China's National Computer Virus Emergency Response Center warned Wednesday night of the risk of a cyber attack by a virus similar to WannaCry ransomware that has affected more than 150 countries since it was detected last week, causing widespread panic.

The UIWIX virus was detected by the CVERC and software company AsiaInfo, according to official agency Xinhua.

Both viruses use security holes in the Microsoft Windows operating system to rename files and encrypt them in order to limit users from accessing the computer or files unless they pay a ransom, CVERC deputy head, Chen Jianmin, said.

The virus usually renames files with the extension ".UIWIX", and although no infections have been reported in China as yet, but the CVERC is on alert, according to Xinhua.

Meanwhile, Windows has released a security update to protect computers against the virus.

On Monday, Beijing authorities announced the discovery of another mutation of WannaCry, the "WannaCry 2.0."

Official newspaper Global Times previously said WannaCry is based on EternalBlue, an application developed by United States' National Security Agency to attack computers using the Microsoft Windows operating system.

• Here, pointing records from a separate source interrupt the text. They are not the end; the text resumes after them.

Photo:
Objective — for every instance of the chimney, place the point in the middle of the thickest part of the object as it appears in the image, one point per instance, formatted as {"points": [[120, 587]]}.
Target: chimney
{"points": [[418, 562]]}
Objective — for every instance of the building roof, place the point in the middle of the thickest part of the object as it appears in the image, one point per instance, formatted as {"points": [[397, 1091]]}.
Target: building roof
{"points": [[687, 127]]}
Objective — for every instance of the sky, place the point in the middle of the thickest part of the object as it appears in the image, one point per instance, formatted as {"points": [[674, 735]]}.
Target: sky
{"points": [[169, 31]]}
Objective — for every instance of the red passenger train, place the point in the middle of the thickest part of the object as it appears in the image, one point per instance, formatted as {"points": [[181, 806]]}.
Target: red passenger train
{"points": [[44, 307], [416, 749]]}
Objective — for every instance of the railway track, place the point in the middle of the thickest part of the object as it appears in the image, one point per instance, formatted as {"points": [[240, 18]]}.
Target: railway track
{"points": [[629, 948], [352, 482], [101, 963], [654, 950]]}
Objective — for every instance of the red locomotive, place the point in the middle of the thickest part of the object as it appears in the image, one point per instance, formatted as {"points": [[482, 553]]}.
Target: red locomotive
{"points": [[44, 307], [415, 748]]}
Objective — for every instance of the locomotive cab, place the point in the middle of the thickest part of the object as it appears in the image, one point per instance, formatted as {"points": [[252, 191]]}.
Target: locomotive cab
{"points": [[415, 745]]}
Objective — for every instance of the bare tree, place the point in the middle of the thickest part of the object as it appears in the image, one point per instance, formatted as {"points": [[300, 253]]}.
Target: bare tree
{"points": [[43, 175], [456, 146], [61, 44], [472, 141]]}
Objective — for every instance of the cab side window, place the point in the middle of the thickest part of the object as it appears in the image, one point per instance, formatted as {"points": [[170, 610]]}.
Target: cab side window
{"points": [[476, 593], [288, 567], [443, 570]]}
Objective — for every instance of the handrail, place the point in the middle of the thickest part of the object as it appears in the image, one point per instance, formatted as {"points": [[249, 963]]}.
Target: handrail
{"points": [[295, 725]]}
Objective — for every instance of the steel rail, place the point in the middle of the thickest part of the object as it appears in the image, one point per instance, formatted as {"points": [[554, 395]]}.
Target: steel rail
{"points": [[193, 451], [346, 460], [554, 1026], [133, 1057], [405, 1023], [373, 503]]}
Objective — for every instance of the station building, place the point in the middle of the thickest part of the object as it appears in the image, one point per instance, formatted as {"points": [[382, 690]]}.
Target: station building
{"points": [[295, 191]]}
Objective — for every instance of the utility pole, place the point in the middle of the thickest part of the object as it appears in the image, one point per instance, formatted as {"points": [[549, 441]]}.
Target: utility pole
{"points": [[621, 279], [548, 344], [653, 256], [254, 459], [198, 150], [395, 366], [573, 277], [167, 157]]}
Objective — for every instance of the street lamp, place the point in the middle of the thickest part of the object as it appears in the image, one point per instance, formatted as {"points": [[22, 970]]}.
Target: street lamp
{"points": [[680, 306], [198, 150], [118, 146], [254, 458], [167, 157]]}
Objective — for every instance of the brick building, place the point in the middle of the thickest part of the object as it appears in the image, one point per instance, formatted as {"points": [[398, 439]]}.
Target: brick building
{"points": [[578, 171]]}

Qin An, director of the China Institute of Cyberspace Strategy, said the attack "again reminds the world of the great harm the US' network hegemony and its network weapons can bring about."

Among the over 30,000 companies affected by the WannaCry ransomware attack in China are hospitals, train stations, universities, government offices, post offices and gas stations.

One of the worst hit by the ransomware was the powerful state-controlled oil company CNPC, the fourth largest company in the world in terms of revenue, which was forced to disconnect the servers of more than 20,000 service stations and temporarily stop accepting online payments.